Mais l’Ukraine, c’est différent. On se sentirait presque en famille. Car rien ne ressemble plus à un soldat ukrainien que mon plombier polonais.

Tenez, regardez Sammy Mahdi, notre secrétaire d’État à l’Asile, à la Migration (et à la Loterie Nationale, pour bien nous faire comprendre que notre politique d’accueil, c’est d’abord une tombola). Pas un tendre, pourtant.
Le type qui a décidé, une fois pour toutes, de tirer l’échelle derrière son père, pour être sûr que plus personne jamais ne lui piquera la place.
Du genre à aller crever lui-même les dinghys orange à la fourchette en Méditerranée, pour être sûr que les réfugiés n’arrivent jamais à la nage jusqu’au Petit Château à Bruxelles. Eh! bien là, c’est l’inverse.
Les Ukrainiens, il organiserait presque un pont aérien d’autocars pour aller les chercher sur place. Il parait qu’il aurait même été demander conseil aux logeuses du Parc Maximilien.
Serviable, le gars. Gentil. Le sandwich sur la main. Welcome Refugies !
Oui, je savais bien qu’un cœur d’homme battait sous ce double corset de barbelés.
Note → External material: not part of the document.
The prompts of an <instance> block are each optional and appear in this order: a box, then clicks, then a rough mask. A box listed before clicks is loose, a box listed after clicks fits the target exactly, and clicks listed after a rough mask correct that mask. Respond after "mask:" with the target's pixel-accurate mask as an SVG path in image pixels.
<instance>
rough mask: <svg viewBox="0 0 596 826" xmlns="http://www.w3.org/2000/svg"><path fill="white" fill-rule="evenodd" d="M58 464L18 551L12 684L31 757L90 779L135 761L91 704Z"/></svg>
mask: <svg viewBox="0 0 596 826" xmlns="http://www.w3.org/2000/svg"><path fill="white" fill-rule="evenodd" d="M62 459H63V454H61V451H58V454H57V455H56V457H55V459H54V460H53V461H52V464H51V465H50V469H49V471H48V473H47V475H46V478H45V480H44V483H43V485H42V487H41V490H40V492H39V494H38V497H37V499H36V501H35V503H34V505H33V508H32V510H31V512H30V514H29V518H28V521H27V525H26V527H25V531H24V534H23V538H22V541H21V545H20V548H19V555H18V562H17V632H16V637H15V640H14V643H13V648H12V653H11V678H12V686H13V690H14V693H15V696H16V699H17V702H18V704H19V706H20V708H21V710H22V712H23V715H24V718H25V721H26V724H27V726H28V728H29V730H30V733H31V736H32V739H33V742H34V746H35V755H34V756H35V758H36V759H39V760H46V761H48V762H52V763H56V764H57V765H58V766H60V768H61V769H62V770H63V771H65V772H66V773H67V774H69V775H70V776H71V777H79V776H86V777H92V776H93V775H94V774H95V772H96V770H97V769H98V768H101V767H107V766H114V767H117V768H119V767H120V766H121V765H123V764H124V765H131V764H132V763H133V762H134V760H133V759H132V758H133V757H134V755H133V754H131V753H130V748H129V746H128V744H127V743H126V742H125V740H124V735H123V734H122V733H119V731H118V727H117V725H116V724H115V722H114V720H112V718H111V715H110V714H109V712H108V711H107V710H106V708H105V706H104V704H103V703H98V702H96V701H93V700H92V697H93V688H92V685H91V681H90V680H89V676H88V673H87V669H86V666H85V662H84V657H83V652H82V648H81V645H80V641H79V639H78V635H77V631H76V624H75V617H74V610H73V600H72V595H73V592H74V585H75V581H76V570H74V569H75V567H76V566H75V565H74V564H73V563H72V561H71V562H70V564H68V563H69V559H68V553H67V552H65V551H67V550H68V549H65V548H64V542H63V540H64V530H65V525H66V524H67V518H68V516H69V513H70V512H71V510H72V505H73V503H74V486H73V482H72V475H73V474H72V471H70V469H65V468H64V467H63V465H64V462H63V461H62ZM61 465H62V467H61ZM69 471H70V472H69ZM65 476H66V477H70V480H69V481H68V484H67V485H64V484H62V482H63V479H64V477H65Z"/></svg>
Ne croyez pourtant pas que sa vie en sera soudain simplifiée.
Car parmi les réfugiés ukrainiens, au milieu de la foule des familles éplorées, il y a plein d’étudiants africains, pris dans la tourmente de cette nouvelle guerre européenne.
Et là se pose donc pour lui un vrai drame de conscience.
Est-ce qu’il doit leur offrir du thé à la Maison Communale, comme pour de “vrais” Ukrainiens ? Ou bien les envoyer tout de suite dans un Centre Fermé… “comme les autres” ?

Claude Semal, 10 mars 2022

NB: J’ai l’air de rigoler, comme ça, mais j’ai un immense respect pour ceux et celles qui, depuis plusieurs années maintenant, logent chez eux des migrants, souvent africains, qui ont fui leur pays en guerre ou en famine. Et je ne dispute pas non plus mon respect à tous ceux et toutes celles qui, aujourd’hui, feront la même chose pour les familles ukrainiennes. Simplement, comme le souligne ci-dessous mon copain Denis Laujol, le racisme institutionnel de notre politique d’accueil commence vraiment à se voir comme la narine au milieu du Le Pen. Et ce n’est pas très joli à regarder.

 

Yemen 2021 photo Marie-Aurore Dawans

NOS SOCIÉTÉS, NOS MÉDIAS, NOS GOUVERNEMENTS SONT RACISTES
par Denis Laujol (sur Facebook)

Ce que raconte la disproportion hallucinante entre le mouvement actuel de solidarité avec les réfugié.es ukrainien.nes et le peu de soutien que reçoivent les autres réfugié.es (qu’on appellera plutôt migrant.es, d’ailleurs, vous voyez : ceux et celles qui se noient en Méditerranée, qu’on parque en centres fermés, qu’on poursuit, pourchasse et laisse crever…) est terrible pour nos sociétés occidentales.
Racisme (définition du Larousse): idéologie fondée sur la croyance qu’il existe une hiérarchie entre les groupes humains, autrefois appelés “races”. Comportement inspiré par cette idéologie. CQFD.
Nos pays, nos médias, nos gouvernants, nos sociétés, sont racistes.
L’admettre c’est déjà le combattre.
Pourvu que ce qui se passe en ce moment avec l’accueil des Ukrainien.nes ouvre nos yeux sur l’aberration dans laquelle nous vivons depuis si longtemps.
Et que vive la solidarité avec les fragiles, du monde entier.
La photo c’est au Yémen, en novembre 2021, merci Marie-Aurore.